Des pépinières de posidonie dans toute la Méditerranée ?

Six mois après avoir planté cette pépinière sous-marine, une plongée d’observation a révélé “des résultats très satisfaisants” pour l’ingénieur écologue qui a pu observer les premières pousses de posidonie. Malgré les traces de broutage de saupes sur les plantules, “nous avons constaté un taux de germination des graines de près de 10%. Soit l’équivalent des expérimentations en laboratoire. En conditions naturelles, c’est à peine au-dessus de 0%.”

Il faudra patienter encore quelques années pour tirer des conclusions scientifiques définitives sur le succès ou non de cette opération, baptisée depuis Reposeed. Quoiqu’il en soit, “la restauration artificielle de la posidonie ne doit pas éluder le vrai enjeu : la protection des herbiers existants”, insiste Patrick Astruch.

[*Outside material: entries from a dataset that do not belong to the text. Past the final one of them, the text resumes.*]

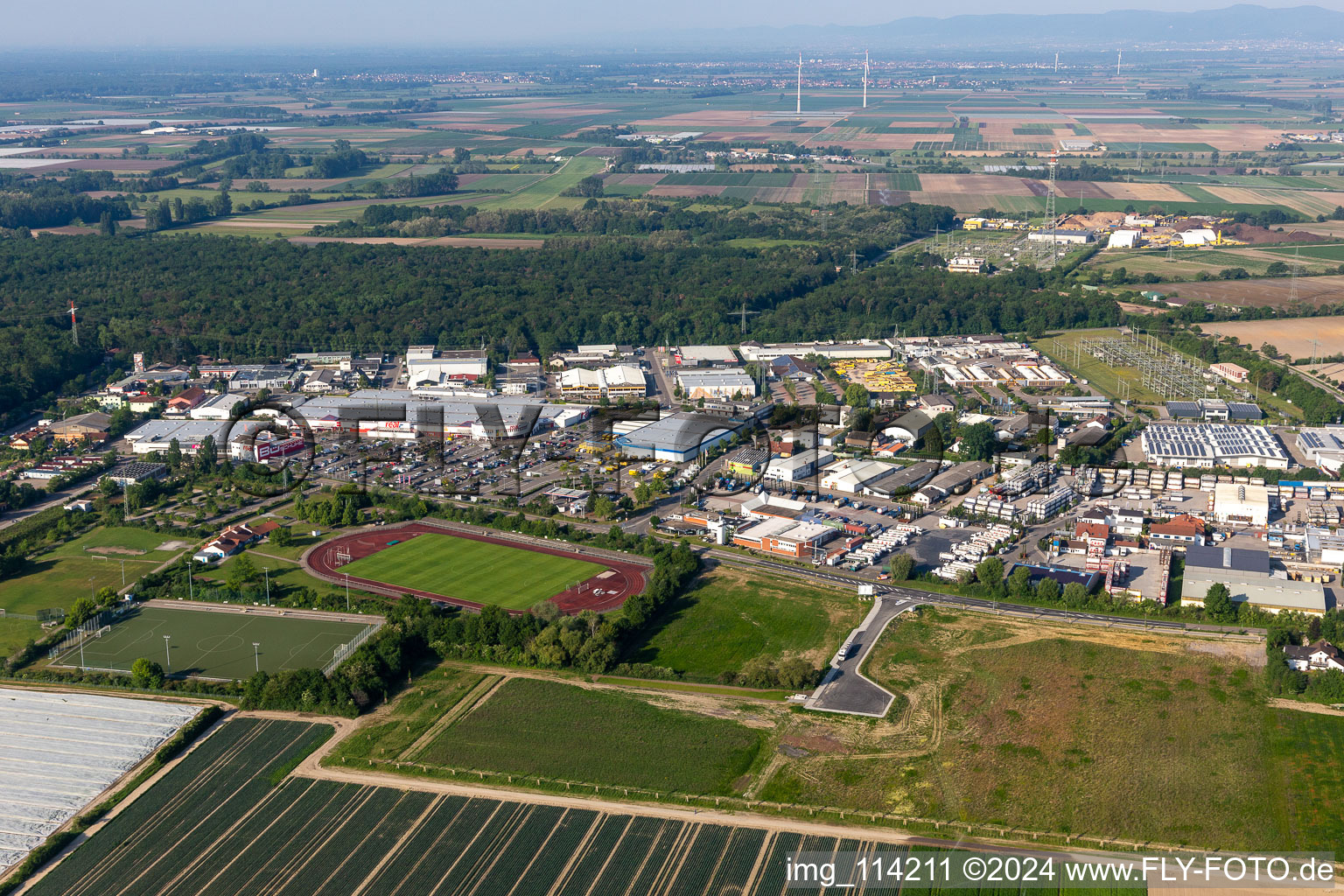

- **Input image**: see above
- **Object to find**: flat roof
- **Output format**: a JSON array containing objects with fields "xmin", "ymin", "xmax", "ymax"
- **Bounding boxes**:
[
  {"xmin": 615, "ymin": 412, "xmax": 735, "ymax": 452},
  {"xmin": 677, "ymin": 346, "xmax": 738, "ymax": 364}
]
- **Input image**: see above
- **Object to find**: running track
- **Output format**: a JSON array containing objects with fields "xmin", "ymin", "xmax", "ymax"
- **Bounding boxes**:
[{"xmin": 300, "ymin": 522, "xmax": 649, "ymax": 615}]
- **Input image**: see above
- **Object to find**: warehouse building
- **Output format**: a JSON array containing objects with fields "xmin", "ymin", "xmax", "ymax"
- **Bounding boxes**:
[
  {"xmin": 406, "ymin": 346, "xmax": 500, "ymax": 387},
  {"xmin": 1181, "ymin": 545, "xmax": 1325, "ymax": 614},
  {"xmin": 1297, "ymin": 426, "xmax": 1344, "ymax": 475},
  {"xmin": 1214, "ymin": 482, "xmax": 1269, "ymax": 525},
  {"xmin": 676, "ymin": 368, "xmax": 757, "ymax": 402},
  {"xmin": 738, "ymin": 339, "xmax": 891, "ymax": 363},
  {"xmin": 910, "ymin": 461, "xmax": 995, "ymax": 507},
  {"xmin": 297, "ymin": 389, "xmax": 592, "ymax": 439},
  {"xmin": 762, "ymin": 449, "xmax": 836, "ymax": 482},
  {"xmin": 863, "ymin": 461, "xmax": 938, "ymax": 500},
  {"xmin": 1027, "ymin": 228, "xmax": 1096, "ymax": 246},
  {"xmin": 1141, "ymin": 424, "xmax": 1291, "ymax": 470},
  {"xmin": 821, "ymin": 459, "xmax": 900, "ymax": 494},
  {"xmin": 47, "ymin": 411, "xmax": 111, "ymax": 444},
  {"xmin": 1166, "ymin": 399, "xmax": 1264, "ymax": 424},
  {"xmin": 672, "ymin": 346, "xmax": 738, "ymax": 367},
  {"xmin": 615, "ymin": 414, "xmax": 740, "ymax": 464},
  {"xmin": 732, "ymin": 516, "xmax": 836, "ymax": 557},
  {"xmin": 561, "ymin": 364, "xmax": 645, "ymax": 402},
  {"xmin": 1208, "ymin": 361, "xmax": 1251, "ymax": 383},
  {"xmin": 882, "ymin": 411, "xmax": 933, "ymax": 444}
]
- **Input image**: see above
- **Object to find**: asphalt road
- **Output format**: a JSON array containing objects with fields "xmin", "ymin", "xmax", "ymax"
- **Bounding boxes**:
[{"xmin": 804, "ymin": 597, "xmax": 922, "ymax": 718}]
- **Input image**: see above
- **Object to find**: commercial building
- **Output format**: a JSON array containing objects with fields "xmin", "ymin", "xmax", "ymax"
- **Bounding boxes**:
[
  {"xmin": 1027, "ymin": 228, "xmax": 1096, "ymax": 246},
  {"xmin": 559, "ymin": 364, "xmax": 645, "ymax": 402},
  {"xmin": 108, "ymin": 461, "xmax": 168, "ymax": 487},
  {"xmin": 821, "ymin": 459, "xmax": 900, "ymax": 494},
  {"xmin": 1181, "ymin": 547, "xmax": 1325, "ymax": 614},
  {"xmin": 676, "ymin": 368, "xmax": 757, "ymax": 402},
  {"xmin": 1106, "ymin": 230, "xmax": 1141, "ymax": 248},
  {"xmin": 1214, "ymin": 482, "xmax": 1269, "ymax": 525},
  {"xmin": 672, "ymin": 346, "xmax": 738, "ymax": 367},
  {"xmin": 164, "ymin": 386, "xmax": 210, "ymax": 414},
  {"xmin": 1141, "ymin": 424, "xmax": 1291, "ymax": 470},
  {"xmin": 406, "ymin": 346, "xmax": 500, "ymax": 387},
  {"xmin": 762, "ymin": 449, "xmax": 836, "ymax": 482},
  {"xmin": 948, "ymin": 256, "xmax": 985, "ymax": 274},
  {"xmin": 47, "ymin": 411, "xmax": 111, "ymax": 444},
  {"xmin": 285, "ymin": 352, "xmax": 355, "ymax": 367},
  {"xmin": 294, "ymin": 389, "xmax": 592, "ymax": 439},
  {"xmin": 1297, "ymin": 426, "xmax": 1344, "ymax": 474},
  {"xmin": 882, "ymin": 411, "xmax": 933, "ymax": 444},
  {"xmin": 1166, "ymin": 397, "xmax": 1264, "ymax": 424},
  {"xmin": 732, "ymin": 517, "xmax": 836, "ymax": 557},
  {"xmin": 228, "ymin": 366, "xmax": 297, "ymax": 391},
  {"xmin": 723, "ymin": 449, "xmax": 770, "ymax": 479},
  {"xmin": 615, "ymin": 414, "xmax": 740, "ymax": 464},
  {"xmin": 738, "ymin": 340, "xmax": 891, "ymax": 363},
  {"xmin": 1148, "ymin": 513, "xmax": 1204, "ymax": 548}
]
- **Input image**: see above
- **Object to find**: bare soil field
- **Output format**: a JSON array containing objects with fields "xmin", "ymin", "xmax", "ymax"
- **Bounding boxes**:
[
  {"xmin": 1106, "ymin": 183, "xmax": 1189, "ymax": 203},
  {"xmin": 1153, "ymin": 274, "xmax": 1344, "ymax": 310},
  {"xmin": 920, "ymin": 175, "xmax": 1035, "ymax": 196},
  {"xmin": 1187, "ymin": 315, "xmax": 1344, "ymax": 359}
]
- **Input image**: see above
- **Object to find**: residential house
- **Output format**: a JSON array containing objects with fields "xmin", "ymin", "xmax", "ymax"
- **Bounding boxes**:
[
  {"xmin": 1284, "ymin": 638, "xmax": 1344, "ymax": 672},
  {"xmin": 1148, "ymin": 513, "xmax": 1204, "ymax": 548},
  {"xmin": 191, "ymin": 520, "xmax": 279, "ymax": 563}
]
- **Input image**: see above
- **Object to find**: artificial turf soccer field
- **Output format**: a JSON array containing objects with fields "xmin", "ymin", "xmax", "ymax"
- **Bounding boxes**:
[
  {"xmin": 339, "ymin": 533, "xmax": 606, "ymax": 610},
  {"xmin": 57, "ymin": 607, "xmax": 367, "ymax": 678}
]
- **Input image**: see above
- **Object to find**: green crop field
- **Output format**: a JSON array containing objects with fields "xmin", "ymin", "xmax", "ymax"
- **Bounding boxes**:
[
  {"xmin": 416, "ymin": 678, "xmax": 760, "ymax": 794},
  {"xmin": 1264, "ymin": 243, "xmax": 1344, "ymax": 260},
  {"xmin": 624, "ymin": 567, "xmax": 870, "ymax": 681},
  {"xmin": 0, "ymin": 527, "xmax": 186, "ymax": 657},
  {"xmin": 340, "ymin": 535, "xmax": 606, "ymax": 610},
  {"xmin": 762, "ymin": 608, "xmax": 1344, "ymax": 850},
  {"xmin": 57, "ymin": 606, "xmax": 379, "ymax": 678}
]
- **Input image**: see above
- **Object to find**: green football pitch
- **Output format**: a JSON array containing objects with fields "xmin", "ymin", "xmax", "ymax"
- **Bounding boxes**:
[
  {"xmin": 340, "ymin": 533, "xmax": 606, "ymax": 610},
  {"xmin": 57, "ymin": 607, "xmax": 367, "ymax": 678}
]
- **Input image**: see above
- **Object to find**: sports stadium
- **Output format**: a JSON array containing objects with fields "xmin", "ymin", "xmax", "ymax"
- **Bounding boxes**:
[{"xmin": 300, "ymin": 522, "xmax": 649, "ymax": 614}]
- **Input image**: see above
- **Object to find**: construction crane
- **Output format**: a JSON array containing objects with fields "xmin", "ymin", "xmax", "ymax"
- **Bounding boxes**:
[{"xmin": 732, "ymin": 301, "xmax": 760, "ymax": 333}]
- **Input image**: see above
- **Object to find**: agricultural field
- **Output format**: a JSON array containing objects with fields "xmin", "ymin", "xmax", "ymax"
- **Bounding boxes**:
[
  {"xmin": 30, "ymin": 718, "xmax": 1048, "ymax": 896},
  {"xmin": 332, "ymin": 533, "xmax": 606, "ymax": 608},
  {"xmin": 1033, "ymin": 329, "xmax": 1163, "ymax": 404},
  {"xmin": 53, "ymin": 603, "xmax": 374, "ymax": 680},
  {"xmin": 416, "ymin": 678, "xmax": 762, "ymax": 794},
  {"xmin": 0, "ymin": 527, "xmax": 187, "ymax": 655},
  {"xmin": 762, "ymin": 608, "xmax": 1344, "ymax": 850},
  {"xmin": 1187, "ymin": 317, "xmax": 1344, "ymax": 359},
  {"xmin": 1149, "ymin": 274, "xmax": 1344, "ymax": 312},
  {"xmin": 1086, "ymin": 244, "xmax": 1344, "ymax": 280},
  {"xmin": 622, "ymin": 565, "xmax": 867, "ymax": 681}
]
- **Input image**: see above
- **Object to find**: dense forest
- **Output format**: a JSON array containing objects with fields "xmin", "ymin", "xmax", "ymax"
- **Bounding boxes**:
[{"xmin": 0, "ymin": 231, "xmax": 1121, "ymax": 378}]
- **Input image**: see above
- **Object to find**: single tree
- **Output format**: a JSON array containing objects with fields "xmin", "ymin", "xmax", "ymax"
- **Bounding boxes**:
[{"xmin": 130, "ymin": 657, "xmax": 164, "ymax": 688}]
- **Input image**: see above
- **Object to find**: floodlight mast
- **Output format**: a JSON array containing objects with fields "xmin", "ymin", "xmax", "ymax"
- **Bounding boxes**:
[
  {"xmin": 863, "ymin": 50, "xmax": 868, "ymax": 108},
  {"xmin": 793, "ymin": 50, "xmax": 802, "ymax": 116}
]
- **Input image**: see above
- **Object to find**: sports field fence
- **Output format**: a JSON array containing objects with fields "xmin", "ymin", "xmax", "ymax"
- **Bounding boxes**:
[
  {"xmin": 323, "ymin": 623, "xmax": 382, "ymax": 676},
  {"xmin": 47, "ymin": 610, "xmax": 111, "ymax": 660}
]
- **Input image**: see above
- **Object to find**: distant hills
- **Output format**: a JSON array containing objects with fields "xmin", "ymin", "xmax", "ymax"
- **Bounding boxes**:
[{"xmin": 631, "ymin": 4, "xmax": 1344, "ymax": 52}]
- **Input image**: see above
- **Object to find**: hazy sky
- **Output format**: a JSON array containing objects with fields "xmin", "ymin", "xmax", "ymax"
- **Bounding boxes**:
[{"xmin": 0, "ymin": 0, "xmax": 1344, "ymax": 51}]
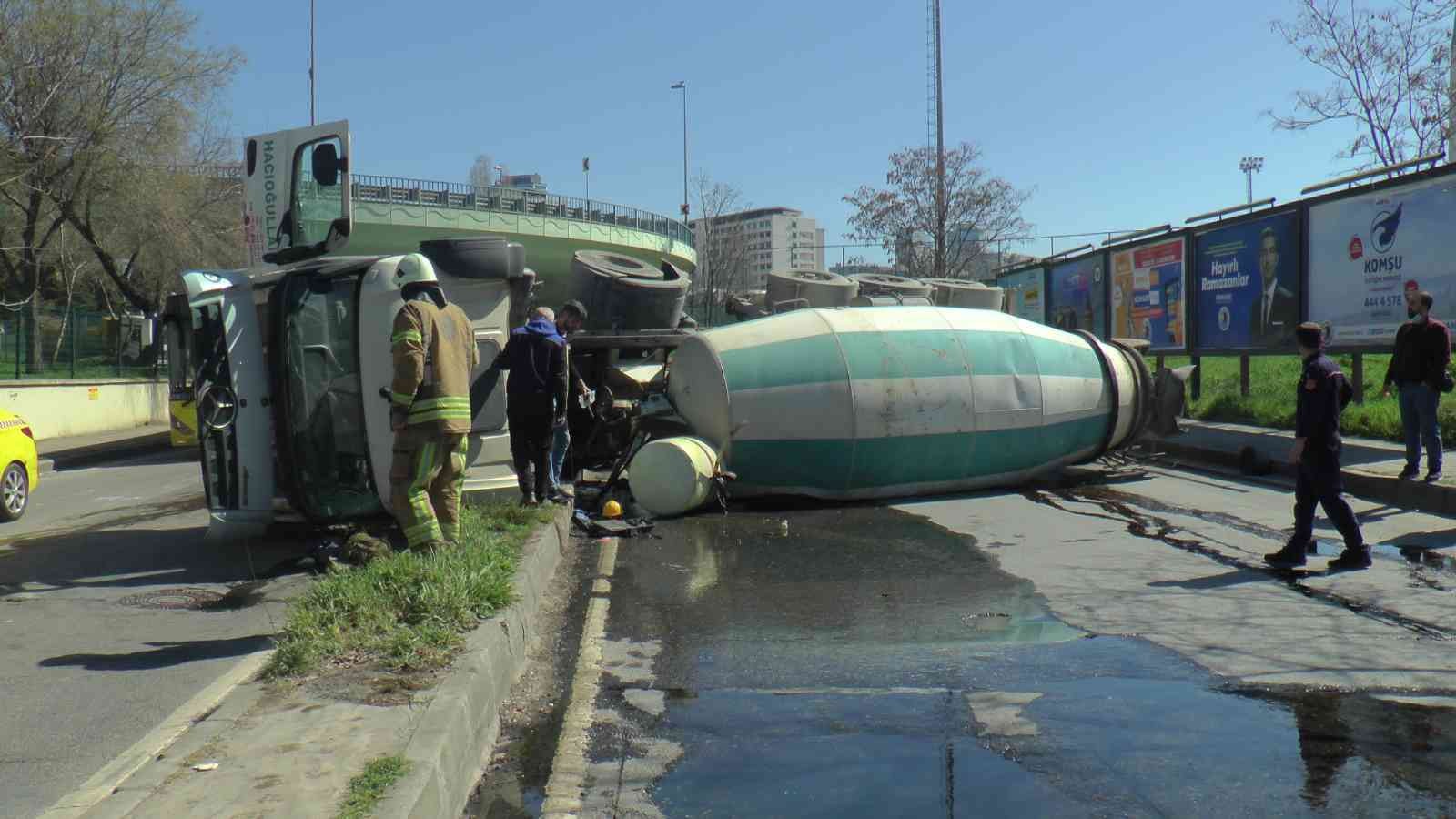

Mais ces premiers résultats encourageants permettent déjà de se projeter sur la plantation d’autres champs en Méditerranée, grâce à cette méthode simple et réplicable. “La prochaine floraison massive pourrait arriver d’ici 2030”, estime l’écologue. Assez de temps pour se préparer à une grande récolte de graines sur les plages du sud de la France.